Dot Plots Work Well Too#
df2.groupby('workout_type').calories.agg(['mean']).sort_values(by = 'mean',ascending = True).reset_index().plot.scatter(x = 'mean', y = 'workout_type')
<AxesSubplot:xlabel='mean', ylabel='workout_type'>
This creates other issues in that the origin of the figure is not zero. To fix that, we simply require that the x limits go from 0 to 310.
df2.groupby('workout_type').calories.agg(['mean']).sort_values(by = 'mean',ascending = True).reset_index().plot.scatter(x = 'mean', y = 'workout_type', xlim = [0,310])
<AxesSubplot:xlabel='mean', ylabel='workout_type'>
All the workout types are giving us about the same bang for our buck, at least in mean calories.
Adding Labels#
It might also be nice to see the numbers presented with the data. This is esspecially nice for a small number of quantities.
ax = df2.groupby('workout_type').calories.agg(['mean']).sort_values(by = 'mean',ascending = True).reset_index().plot.scatter(x = 'mean', y = 'workout_type')#this made the same graph as above.
for i,k in enumerate(df2.groupby('workout_type').calories.agg(['mean']).sort_values(by = 'mean',ascending = True).reset_index()['mean']): #here I loop through the values, k, and indicies ,i.
ax.annotate(str(int(k)),[k+.2,i+.2])
Bar Charts with Multiple Data#
df.groupby('Class').agg('mean').plot(kind = 'bar')
<AxesSubplot:xlabel='Class'>
df.groupby('Class').agg('mean').plot(kind = 'bar', stacked = True)

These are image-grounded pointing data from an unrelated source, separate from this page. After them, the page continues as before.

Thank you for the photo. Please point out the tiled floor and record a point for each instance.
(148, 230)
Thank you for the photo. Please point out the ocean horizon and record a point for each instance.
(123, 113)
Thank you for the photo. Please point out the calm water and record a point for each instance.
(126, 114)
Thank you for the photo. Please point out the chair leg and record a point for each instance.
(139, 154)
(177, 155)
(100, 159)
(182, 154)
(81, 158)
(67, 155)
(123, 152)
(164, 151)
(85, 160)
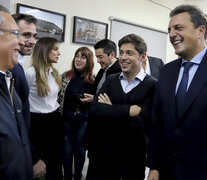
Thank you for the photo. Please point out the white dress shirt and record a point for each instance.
(39, 104)
(21, 59)
(128, 86)
(147, 67)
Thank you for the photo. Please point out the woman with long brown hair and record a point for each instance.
(73, 98)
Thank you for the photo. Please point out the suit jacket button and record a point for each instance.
(177, 131)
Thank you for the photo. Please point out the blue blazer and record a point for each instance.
(155, 66)
(180, 139)
(15, 155)
(22, 89)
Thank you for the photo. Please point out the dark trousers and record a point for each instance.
(74, 131)
(46, 135)
(184, 171)
(100, 170)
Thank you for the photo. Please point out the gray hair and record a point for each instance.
(3, 9)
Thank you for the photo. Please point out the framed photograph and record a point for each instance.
(86, 31)
(49, 23)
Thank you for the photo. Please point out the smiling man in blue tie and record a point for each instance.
(178, 141)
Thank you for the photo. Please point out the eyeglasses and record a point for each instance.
(15, 32)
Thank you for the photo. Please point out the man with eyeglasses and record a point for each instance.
(15, 155)
(28, 32)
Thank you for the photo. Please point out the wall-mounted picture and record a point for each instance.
(86, 31)
(49, 23)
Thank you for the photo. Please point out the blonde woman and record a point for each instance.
(44, 84)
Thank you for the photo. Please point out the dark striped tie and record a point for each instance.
(182, 89)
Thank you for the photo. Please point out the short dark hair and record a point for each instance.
(136, 40)
(26, 17)
(107, 45)
(3, 9)
(197, 17)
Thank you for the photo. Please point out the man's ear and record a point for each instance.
(143, 56)
(202, 31)
(113, 54)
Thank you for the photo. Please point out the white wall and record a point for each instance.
(137, 11)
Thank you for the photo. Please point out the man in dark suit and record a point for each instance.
(105, 51)
(28, 32)
(152, 66)
(15, 155)
(119, 117)
(178, 141)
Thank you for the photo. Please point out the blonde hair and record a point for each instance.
(41, 64)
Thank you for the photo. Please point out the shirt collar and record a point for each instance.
(140, 75)
(21, 59)
(198, 58)
(2, 72)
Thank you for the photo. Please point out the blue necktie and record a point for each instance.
(182, 89)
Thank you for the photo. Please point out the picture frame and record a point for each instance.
(49, 23)
(86, 31)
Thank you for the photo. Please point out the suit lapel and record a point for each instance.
(199, 80)
(170, 89)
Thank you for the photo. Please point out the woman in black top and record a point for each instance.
(77, 83)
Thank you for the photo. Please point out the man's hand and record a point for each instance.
(39, 169)
(153, 175)
(87, 98)
(103, 98)
(134, 110)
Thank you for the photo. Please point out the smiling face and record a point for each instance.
(10, 43)
(130, 60)
(54, 53)
(103, 59)
(28, 32)
(80, 61)
(184, 36)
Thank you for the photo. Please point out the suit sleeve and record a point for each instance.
(104, 110)
(142, 120)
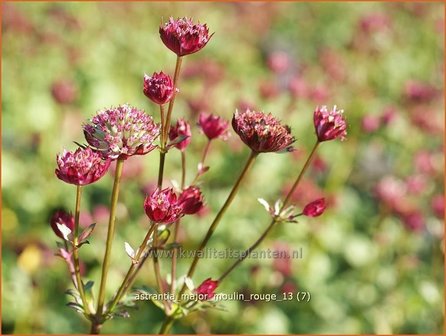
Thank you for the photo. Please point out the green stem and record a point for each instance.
(302, 172)
(161, 169)
(175, 84)
(248, 251)
(77, 272)
(110, 234)
(219, 216)
(157, 269)
(176, 227)
(131, 273)
(203, 157)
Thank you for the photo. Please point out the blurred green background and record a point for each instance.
(368, 269)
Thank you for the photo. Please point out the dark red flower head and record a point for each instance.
(206, 291)
(329, 125)
(61, 217)
(262, 132)
(315, 208)
(184, 37)
(81, 167)
(213, 126)
(181, 129)
(158, 88)
(162, 206)
(191, 199)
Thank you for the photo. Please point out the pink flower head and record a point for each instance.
(262, 132)
(120, 132)
(191, 199)
(162, 206)
(329, 125)
(206, 290)
(181, 129)
(213, 126)
(315, 208)
(61, 217)
(184, 37)
(81, 167)
(158, 88)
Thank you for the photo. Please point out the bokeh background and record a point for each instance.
(373, 262)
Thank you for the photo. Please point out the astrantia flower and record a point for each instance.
(262, 132)
(213, 126)
(162, 206)
(329, 125)
(84, 166)
(122, 131)
(315, 208)
(158, 88)
(181, 129)
(184, 37)
(206, 291)
(61, 217)
(191, 199)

<AxesSubplot:xlabel='Class'>
If you want to add labels, it should be simple but the version on colab is out of date… I update here.

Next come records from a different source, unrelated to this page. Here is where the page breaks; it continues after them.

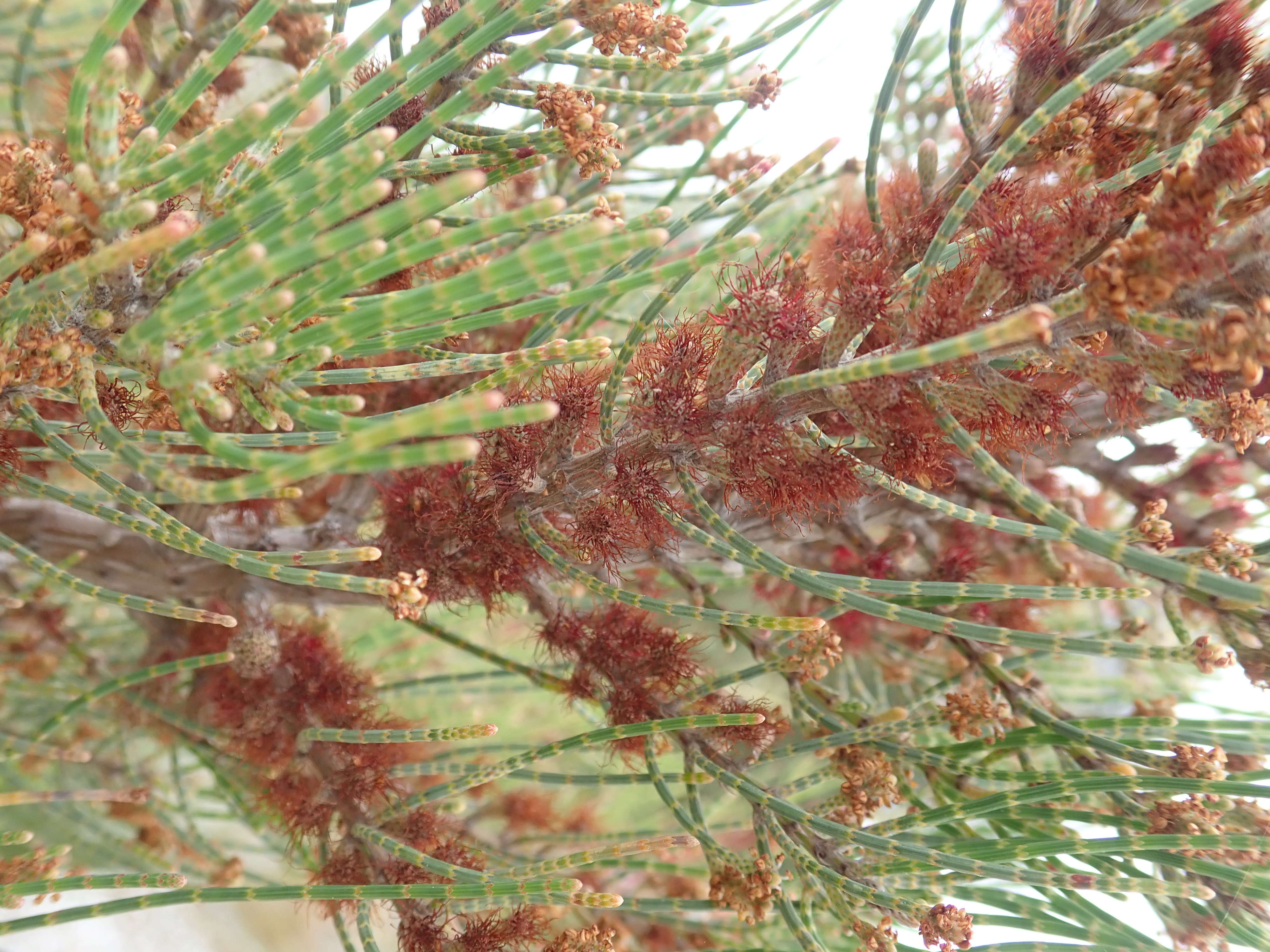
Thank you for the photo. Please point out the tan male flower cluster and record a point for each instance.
(636, 30)
(589, 140)
(43, 356)
(406, 595)
(764, 91)
(32, 195)
(876, 939)
(595, 939)
(1235, 417)
(869, 783)
(749, 893)
(1210, 656)
(604, 210)
(1192, 817)
(1236, 340)
(977, 713)
(1226, 554)
(1154, 527)
(1191, 761)
(815, 654)
(948, 927)
(1126, 279)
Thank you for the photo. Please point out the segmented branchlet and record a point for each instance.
(233, 314)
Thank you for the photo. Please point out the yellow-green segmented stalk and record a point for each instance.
(60, 577)
(129, 681)
(741, 620)
(1117, 550)
(519, 893)
(17, 798)
(335, 736)
(68, 884)
(581, 741)
(1022, 327)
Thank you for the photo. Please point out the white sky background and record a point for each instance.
(829, 92)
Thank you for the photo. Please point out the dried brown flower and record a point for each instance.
(948, 927)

!pip install --upgrade matplotlib
Requirement already satisfied: matplotlib in /usr/local/lib/python3.7/dist-packages (3.5.1)
Requirement already satisfied: kiwisolver>=1.0.1 in /usr/local/lib/python3.7/dist-packages (from matplotlib) (1.4.0)
Requirement already satisfied: cycler>=0.10 in /usr/local/lib/python3.7/dist-packages (from matplotlib) (0.11.0)
Requirement already satisfied: python-dateutil>=2.7 in /usr/local/lib/python3.7/dist-packages (from matplotlib) (2.8.2)
Requirement already satisfied: pyparsing>=2.2.1 in /usr/local/lib/python3.7/dist-packages (from matplotlib) (3.0.7)
Requirement already satisfied: pillow>=6.2.0 in /usr/local/lib/python3.7/dist-packages (from matplotlib) (7.1.2)
Requirement already satisfied: numpy>=1.17 in /usr/local/lib/python3.7/dist-packages (from matplotlib) (1.21.5)
Requirement already satisfied: packaging>=20.0 in /usr/local/lib/python3.7/dist-packages (from matplotlib) (21.3)
Requirement already satisfied: fonttools>=4.22.0 in /usr/local/lib/python3.7/dist-packages (from matplotlib) (4.31.2)
Requirement already satisfied: typing-extensions in /usr/local/lib/python3.7/dist-packages (from kiwisolver>=1.0.1->matplotlib) (3.10.0.2)
Requirement already satisfied: six>=1.5 in /usr/local/lib/python3.7/dist-packages (from python-dateutil>=2.7->matplotlib) (1.15.0)
import matplotlib
matplotlib.__version__
'3.5.1'
Now with the correct version it is acually really easy.
ax = df.groupby('Class').agg('mean').plot(kind = 'bar', ylim =[0,8])
for container in ax.containers:
ax.bar_label(container)
ax = df.groupby('Class').agg('mean').plot(kind = 'bar', stacked = True)
for container in ax.containers:
ax.bar_label(container)
Be careful with the stacked as it is giving a cummulative total. This doesn’t really make any sense here…
Your Turn#
Using the Air B&B NYC data complete the following tasks.
Create a bar graph of the maximum ‘price’ by ‘neighbourhood_group’. Include the ‘price’ in your graph
Create a multiple bar graph with ‘neighbourhood_group’ and ‘room_type’ by looking at the average ‘price’.